Ottawa City Councillor for Somerset Ward
- Incumbent
- Assumed office November 15, 2022
- Preceded by: Catherine McKenney

Personal details
- Born: 1978 or 1979 (age 47–48) Toronto
- Spouse: Caitlyn Pascal
- Children: 1
- Education: University of Ottawa Concordia University (B.J.)

= Ariel Troster =

Canadian politician

Ariel Troster (born 1979) is a politician in Ottawa, Ontario, Canada. She has served as the city councillor for Somerset Ward on the Ottawa City Council since 2022.

==Background==
Troster was born in Toronto, the daughter of former Toronto Star finance writer Sheryl Smolkin and Joel Troster. She has a bachelor's degree in journalism and history from Concordia University and a master's degree in women's studies from the University of Ottawa.

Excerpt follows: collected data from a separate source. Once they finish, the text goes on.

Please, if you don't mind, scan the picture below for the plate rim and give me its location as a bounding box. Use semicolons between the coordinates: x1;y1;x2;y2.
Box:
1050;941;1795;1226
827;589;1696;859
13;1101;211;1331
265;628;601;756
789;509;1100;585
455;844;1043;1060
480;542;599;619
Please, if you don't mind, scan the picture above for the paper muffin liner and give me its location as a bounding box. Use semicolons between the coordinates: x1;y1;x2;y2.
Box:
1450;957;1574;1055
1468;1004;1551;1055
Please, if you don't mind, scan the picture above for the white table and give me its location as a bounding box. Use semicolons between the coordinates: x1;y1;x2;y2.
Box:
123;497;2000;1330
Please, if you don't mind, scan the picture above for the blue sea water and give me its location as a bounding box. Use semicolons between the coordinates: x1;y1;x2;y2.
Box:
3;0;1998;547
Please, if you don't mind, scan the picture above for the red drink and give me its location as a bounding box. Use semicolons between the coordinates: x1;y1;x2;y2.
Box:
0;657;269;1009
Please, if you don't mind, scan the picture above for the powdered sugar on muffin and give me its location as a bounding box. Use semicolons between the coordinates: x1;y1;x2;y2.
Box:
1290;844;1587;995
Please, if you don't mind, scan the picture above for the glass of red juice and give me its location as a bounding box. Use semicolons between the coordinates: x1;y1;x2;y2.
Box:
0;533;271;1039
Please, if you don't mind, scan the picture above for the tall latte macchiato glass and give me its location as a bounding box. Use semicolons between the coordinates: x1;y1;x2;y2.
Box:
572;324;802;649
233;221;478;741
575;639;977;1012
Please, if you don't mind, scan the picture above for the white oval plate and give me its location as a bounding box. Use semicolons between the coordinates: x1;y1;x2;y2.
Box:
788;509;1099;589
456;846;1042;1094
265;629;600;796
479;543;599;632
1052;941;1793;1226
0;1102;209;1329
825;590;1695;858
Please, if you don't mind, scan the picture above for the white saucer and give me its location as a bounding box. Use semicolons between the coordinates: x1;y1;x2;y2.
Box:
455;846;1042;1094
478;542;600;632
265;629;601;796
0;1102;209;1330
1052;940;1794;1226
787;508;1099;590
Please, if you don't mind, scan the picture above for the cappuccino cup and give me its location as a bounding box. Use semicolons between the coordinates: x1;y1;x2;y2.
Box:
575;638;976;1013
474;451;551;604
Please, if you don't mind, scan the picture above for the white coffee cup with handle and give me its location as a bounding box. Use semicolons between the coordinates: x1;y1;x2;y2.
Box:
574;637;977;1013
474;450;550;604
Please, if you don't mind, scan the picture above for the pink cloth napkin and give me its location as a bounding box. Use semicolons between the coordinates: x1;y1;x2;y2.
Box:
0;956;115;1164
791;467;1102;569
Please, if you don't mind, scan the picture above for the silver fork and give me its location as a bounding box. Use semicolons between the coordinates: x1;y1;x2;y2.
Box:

Prior to being elected, Troster worked for the Federation of Canadian Municipalities, Public Service Alliance of Canada, and The Council of Canadians. She was a writer and columnist for Xtra Magazine from 2005 to 2009 and sat on the board of various LGBTQ organizations including Egale Canada, the Ten Oaks Project and the Ottawa Dyke March. She is Jewish.

==Political career==
Troster was elected in the 2022 Ottawa municipal election. She was endorsed by outgoing councillor and mayoral candidate Catherine McKenney. Troster received the majority of the vote, with her support being strongest in the neighbourhood of Centretown. She is the second consecutive LGBT councillor to represent Somerset Ward.

Throughout her campaign and subsequent term on city council, Troster has placed emphasis on homelessness, community safety, and expanding pedestrian infrastructure.

In 2023/2024, she opposed the proposal for the City of Ottawa to spend over $400 million to subsidize the redevelopment of Lansdowne Park. Ultimately, city council voted 16-9 in favour of the project, with mayor Mark Sutcliffe voting yes. She also opposed cuts to O-Train frequency that were passed by city council in 2024. Troster has also advocated for the city to adopt bylaws to protect tenants from renovictions; as of 2025, her proposal is being studied by city staff.

==Personal life==

Troster is married to Caitlyn Pascal. They have one daughter.

==Electoral record==

2022 Ottawa municipal election: Somerset Ward
| Candidate |  | Popular vote |  |  | Expenditures |  |
| Votes | % | ±% |
|  | Ariel Troster | 8,669 | 61.28 | – | $30,781.77 |
|  | Stuart MacKay | 4,706 | 33.29 | – | $12,259.65 |
|  | Brandon Russell | 768 | 5.43 | – | N/A |
| Total valid votes |  | 14,137 | 95.31 |  |  |
| Total rejected, unmarked and declined votes |  | 695 | 4.69 |  |  |
| Turnout |  | 14,832 | 45.24 | +6.14 |  |
| Eligible voters |  | 32,787 |  |  |  |
Note: Candidate campaign colours are based on the prominent colour used in campaign items (signs, literature, etc.) and are used as a visual differentiation between candidates.